Not appropriate to give explicit guidance on how to achieve discrimination

The Lawyers’ Secular Society on the Law Society’s withdrawal of its sharia guidance.

The Law Society has sent the LSS a letter which says:

We have reviewed our practice note on Sharia succession principles following your feedback, and that of our members and other stakeholders. Following this review, we have withdrawn the note and it will no longer be available through our website. We have no plans to amend or replace the note.

We are mindful of the criticism we received and we apologise.

You can read the full letter from the Law Society here and you can see their press release here.

Very good.

The sharia guidance contained provisions, at section 3.6, which explicitly discriminated against women, non-Muslims, adopted children and “illegitimate” children:

“The male heirs in most cases receive double the amount inherited by a female heir of the same class.”

“Non-Muslims may not inherit at all”

“…illegitimate and adopted children are not Sharia heirs”

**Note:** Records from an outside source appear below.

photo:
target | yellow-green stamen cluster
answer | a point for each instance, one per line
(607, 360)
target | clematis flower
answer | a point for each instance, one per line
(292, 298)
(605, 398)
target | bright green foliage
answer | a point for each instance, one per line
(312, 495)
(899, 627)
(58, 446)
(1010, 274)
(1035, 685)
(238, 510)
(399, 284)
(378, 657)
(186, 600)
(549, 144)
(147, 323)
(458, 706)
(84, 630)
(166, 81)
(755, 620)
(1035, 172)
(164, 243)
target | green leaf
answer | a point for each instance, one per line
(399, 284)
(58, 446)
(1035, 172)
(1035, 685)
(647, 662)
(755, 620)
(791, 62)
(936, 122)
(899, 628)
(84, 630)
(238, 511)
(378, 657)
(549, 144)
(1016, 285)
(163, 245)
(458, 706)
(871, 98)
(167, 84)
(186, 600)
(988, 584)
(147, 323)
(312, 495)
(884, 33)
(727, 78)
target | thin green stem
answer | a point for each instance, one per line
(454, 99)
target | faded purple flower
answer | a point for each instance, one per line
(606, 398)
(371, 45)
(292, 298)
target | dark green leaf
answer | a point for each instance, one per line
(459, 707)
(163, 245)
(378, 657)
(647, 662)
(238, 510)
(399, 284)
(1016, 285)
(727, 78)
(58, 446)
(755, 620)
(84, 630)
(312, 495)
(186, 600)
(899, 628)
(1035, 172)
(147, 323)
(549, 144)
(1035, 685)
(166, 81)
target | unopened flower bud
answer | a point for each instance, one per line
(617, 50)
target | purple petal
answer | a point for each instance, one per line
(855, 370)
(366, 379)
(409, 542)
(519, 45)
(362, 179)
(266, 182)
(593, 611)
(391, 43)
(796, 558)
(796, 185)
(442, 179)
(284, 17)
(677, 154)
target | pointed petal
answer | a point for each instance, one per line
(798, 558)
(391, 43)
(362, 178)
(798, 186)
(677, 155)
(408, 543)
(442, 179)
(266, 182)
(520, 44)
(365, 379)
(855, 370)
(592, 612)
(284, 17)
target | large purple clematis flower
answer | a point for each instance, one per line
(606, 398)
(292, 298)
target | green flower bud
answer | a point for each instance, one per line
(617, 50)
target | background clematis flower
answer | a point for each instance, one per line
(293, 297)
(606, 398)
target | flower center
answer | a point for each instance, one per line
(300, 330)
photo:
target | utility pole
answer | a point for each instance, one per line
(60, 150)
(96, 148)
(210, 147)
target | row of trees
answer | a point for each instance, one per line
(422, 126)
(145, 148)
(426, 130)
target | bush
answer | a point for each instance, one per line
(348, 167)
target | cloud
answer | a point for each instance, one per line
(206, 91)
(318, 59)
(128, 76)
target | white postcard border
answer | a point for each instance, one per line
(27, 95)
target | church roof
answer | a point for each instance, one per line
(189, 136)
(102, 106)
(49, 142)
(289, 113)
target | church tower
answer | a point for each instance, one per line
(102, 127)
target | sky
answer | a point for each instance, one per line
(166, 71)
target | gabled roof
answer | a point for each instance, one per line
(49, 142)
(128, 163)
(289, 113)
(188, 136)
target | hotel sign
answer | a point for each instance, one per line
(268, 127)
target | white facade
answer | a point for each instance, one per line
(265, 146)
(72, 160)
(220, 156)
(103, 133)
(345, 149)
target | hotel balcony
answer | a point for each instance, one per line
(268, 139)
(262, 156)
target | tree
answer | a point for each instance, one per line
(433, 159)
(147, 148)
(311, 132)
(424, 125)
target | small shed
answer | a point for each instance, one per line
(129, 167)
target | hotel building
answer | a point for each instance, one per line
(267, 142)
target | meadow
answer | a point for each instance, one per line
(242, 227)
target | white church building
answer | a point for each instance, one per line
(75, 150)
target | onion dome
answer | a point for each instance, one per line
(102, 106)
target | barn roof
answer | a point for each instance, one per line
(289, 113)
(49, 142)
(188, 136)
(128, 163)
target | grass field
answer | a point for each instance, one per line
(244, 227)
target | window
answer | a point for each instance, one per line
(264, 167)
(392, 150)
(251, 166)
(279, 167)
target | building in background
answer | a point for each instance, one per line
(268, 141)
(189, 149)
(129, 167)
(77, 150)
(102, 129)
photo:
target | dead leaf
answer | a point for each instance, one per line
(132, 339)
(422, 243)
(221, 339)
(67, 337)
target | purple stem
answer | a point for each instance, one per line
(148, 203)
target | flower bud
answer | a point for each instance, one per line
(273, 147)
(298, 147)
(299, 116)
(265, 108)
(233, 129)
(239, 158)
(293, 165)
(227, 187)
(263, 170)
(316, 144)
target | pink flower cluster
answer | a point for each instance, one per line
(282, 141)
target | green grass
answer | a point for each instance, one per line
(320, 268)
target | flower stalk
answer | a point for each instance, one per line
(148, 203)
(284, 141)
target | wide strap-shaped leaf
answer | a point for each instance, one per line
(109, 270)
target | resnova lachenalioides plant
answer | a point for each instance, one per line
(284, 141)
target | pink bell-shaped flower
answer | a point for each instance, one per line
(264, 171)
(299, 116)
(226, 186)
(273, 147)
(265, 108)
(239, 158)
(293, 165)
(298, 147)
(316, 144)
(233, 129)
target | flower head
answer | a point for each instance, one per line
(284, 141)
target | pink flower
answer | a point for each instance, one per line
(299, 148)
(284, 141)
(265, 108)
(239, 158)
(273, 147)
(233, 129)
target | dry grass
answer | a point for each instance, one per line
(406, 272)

The LSS’s objections to the practice note have been as follows:

  1. The Law Society had issued guidance on a subject outside of its remit (theology).
  2. The Law Society had given sharia, which is not only theology but which also has a very poor human rights record, the credibility and respectability of a legal discipline within our jurisdiction.
  3. The LSS had not in any way challenged the English law principle of testamentary freedom but the LSS strongly felt it was not appropriate for the Law Society to give explicit guidance on how to achieve discrimination. The Law Society would not and should not give guidance on, for example, how to achieve racist objectives in a will even though racist provisions would be lawful, and nor should it have given guidance on how to achieve sexist and religiously discriminatory objectives in a will.
  4. Anything that undermines or competes with English law, or that is perceived as undermining or competing with English law, is damaging to the principle of equality before the law and the rule of law more generally.
  5. The practice note was at odds with the Law Society’s own stated commitment to equality and diversity.

 

Other than that…a fine idea.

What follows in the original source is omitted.